Der Kläger beantragte bei der Verbandsgemeinde Bad Marienberg unter Vorlage ärztlicher Stellungnahmen eine Namensänderung. Er wolle „James Bond“ heißen, sei aber auch aus einer Kombination dieses Namens mit seinem Vornamen einverstanden. Mehrere, ihn behandelnde Ärzte hätten die Namensänderung befürwortet. Die Verbandsgemeinde lehnte die Namensänderung ab. Daraufhin erhob der Kläger nach erfolglosem Widerspruchsverfahren Klage.

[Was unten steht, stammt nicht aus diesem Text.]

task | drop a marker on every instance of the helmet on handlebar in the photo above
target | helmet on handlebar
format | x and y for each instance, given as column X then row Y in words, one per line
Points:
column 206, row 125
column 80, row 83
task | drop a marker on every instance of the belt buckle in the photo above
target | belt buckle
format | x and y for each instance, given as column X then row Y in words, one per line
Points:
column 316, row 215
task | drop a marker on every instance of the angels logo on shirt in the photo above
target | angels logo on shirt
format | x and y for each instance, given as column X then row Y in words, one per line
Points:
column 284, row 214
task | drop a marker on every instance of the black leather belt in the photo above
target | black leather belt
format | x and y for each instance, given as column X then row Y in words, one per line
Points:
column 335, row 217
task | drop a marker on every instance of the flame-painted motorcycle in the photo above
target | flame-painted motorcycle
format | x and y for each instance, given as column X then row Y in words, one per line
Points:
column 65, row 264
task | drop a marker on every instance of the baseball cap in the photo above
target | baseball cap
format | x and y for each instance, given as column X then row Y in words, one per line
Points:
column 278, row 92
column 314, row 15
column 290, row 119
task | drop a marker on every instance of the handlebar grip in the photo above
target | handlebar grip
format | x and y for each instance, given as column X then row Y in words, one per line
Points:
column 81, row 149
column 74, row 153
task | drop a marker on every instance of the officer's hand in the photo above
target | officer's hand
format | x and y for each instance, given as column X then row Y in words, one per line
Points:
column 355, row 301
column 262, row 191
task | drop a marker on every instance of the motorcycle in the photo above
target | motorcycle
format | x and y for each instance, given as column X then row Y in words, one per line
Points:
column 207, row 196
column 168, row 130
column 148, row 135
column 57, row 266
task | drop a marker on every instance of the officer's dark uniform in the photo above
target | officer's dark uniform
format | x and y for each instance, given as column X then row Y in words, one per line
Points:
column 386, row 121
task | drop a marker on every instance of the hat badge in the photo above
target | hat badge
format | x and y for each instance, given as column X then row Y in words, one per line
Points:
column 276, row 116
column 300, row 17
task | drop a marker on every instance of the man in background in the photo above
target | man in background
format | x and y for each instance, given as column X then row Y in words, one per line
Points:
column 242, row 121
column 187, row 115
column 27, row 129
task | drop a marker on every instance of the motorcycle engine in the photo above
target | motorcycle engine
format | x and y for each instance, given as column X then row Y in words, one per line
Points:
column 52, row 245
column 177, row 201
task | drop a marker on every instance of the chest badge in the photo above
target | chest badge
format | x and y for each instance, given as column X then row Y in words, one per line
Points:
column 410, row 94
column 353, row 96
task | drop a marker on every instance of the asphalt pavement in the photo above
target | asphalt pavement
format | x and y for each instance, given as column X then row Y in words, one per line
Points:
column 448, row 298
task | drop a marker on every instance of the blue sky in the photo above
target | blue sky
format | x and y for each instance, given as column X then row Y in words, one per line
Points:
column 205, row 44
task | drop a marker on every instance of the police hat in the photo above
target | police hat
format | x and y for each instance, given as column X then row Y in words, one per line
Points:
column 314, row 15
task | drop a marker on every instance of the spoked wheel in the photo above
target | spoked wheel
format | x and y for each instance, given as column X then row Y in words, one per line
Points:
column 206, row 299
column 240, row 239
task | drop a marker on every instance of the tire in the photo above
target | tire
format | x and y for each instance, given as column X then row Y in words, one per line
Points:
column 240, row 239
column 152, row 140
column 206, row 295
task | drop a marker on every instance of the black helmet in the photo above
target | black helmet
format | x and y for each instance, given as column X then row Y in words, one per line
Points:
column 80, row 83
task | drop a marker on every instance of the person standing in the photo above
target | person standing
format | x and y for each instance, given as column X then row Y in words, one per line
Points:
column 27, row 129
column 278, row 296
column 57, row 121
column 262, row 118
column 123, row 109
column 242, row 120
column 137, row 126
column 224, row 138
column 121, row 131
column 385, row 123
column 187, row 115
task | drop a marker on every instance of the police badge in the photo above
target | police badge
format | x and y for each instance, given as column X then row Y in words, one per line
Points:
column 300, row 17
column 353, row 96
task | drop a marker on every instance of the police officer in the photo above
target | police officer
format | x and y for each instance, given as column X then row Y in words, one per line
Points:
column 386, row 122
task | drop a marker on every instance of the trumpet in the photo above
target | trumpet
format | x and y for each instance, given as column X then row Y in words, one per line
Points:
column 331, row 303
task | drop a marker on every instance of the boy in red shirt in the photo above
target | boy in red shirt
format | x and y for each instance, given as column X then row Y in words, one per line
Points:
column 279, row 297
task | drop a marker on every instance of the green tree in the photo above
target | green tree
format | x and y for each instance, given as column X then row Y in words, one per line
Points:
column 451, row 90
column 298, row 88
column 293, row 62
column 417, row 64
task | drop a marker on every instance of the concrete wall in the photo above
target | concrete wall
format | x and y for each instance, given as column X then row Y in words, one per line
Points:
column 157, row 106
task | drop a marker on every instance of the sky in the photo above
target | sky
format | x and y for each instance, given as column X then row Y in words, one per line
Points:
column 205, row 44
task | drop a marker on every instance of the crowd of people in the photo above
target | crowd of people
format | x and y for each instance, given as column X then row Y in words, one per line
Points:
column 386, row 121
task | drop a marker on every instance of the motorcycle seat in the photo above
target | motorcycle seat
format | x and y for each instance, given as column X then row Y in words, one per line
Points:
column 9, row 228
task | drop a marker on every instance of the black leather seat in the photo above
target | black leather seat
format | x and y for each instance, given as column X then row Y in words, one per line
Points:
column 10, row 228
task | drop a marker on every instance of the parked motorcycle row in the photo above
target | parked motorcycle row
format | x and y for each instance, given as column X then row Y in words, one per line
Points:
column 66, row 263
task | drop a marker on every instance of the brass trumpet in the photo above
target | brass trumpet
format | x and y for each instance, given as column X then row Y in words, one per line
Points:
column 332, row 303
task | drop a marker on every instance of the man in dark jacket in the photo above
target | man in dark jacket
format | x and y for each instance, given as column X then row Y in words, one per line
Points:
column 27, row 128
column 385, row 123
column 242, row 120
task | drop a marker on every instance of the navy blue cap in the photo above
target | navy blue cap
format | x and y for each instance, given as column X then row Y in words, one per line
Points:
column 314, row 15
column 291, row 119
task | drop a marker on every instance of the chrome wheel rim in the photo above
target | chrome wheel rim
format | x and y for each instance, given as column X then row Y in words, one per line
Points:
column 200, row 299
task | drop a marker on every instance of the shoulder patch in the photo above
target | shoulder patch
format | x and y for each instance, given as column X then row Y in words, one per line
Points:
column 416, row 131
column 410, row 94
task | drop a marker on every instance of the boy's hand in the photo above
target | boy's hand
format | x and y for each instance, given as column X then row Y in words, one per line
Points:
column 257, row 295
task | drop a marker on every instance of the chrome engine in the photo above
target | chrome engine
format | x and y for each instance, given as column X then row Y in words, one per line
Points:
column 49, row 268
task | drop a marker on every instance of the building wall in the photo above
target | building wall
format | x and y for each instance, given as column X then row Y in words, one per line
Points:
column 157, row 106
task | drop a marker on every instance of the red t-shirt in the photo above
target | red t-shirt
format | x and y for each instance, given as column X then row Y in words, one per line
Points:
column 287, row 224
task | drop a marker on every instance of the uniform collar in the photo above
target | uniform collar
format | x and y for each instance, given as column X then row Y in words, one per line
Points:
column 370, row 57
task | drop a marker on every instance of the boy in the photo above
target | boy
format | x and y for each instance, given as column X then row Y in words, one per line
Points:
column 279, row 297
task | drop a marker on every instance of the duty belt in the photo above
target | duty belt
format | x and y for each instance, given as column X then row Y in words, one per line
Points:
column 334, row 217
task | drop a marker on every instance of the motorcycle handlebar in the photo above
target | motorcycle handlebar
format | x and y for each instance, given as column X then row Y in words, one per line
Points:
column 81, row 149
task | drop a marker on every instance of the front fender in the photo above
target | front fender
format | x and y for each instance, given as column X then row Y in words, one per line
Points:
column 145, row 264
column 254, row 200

Aber auch vor dem VG Koblenz hatte der Kläger keinen Erfolg. Eine Änderung des Vor- und Familiennamens in „James Bond“ sei nicht wegen familiärer Probleme gerechtfertigt. Soweit der Kläger geltend mache, dass sein Onkel und dessen Familie ihn beleidigten und ihn mit Strafanzeigen überzögen, sei nicht nachvollziehbar dargelegt, dass die familiären Konflikte mit einem anderen Namen beigelegt werden könnten. Zudem handele es sich bei „James Bond“ um einen Namen aus Film und Literatur. Auch in Kombination mit dem Vornamen des Klägers würde dieser Namen stets mit der von Ian Fleming erfundenen Figur des britischen Geheimagenten in Verbindung gebracht werden. Angesichts dessen könne die Namenänderung unabhängig davon, ob eine solche hier aus medizinischer Sicht indiziert wäre, nicht gewährt werden.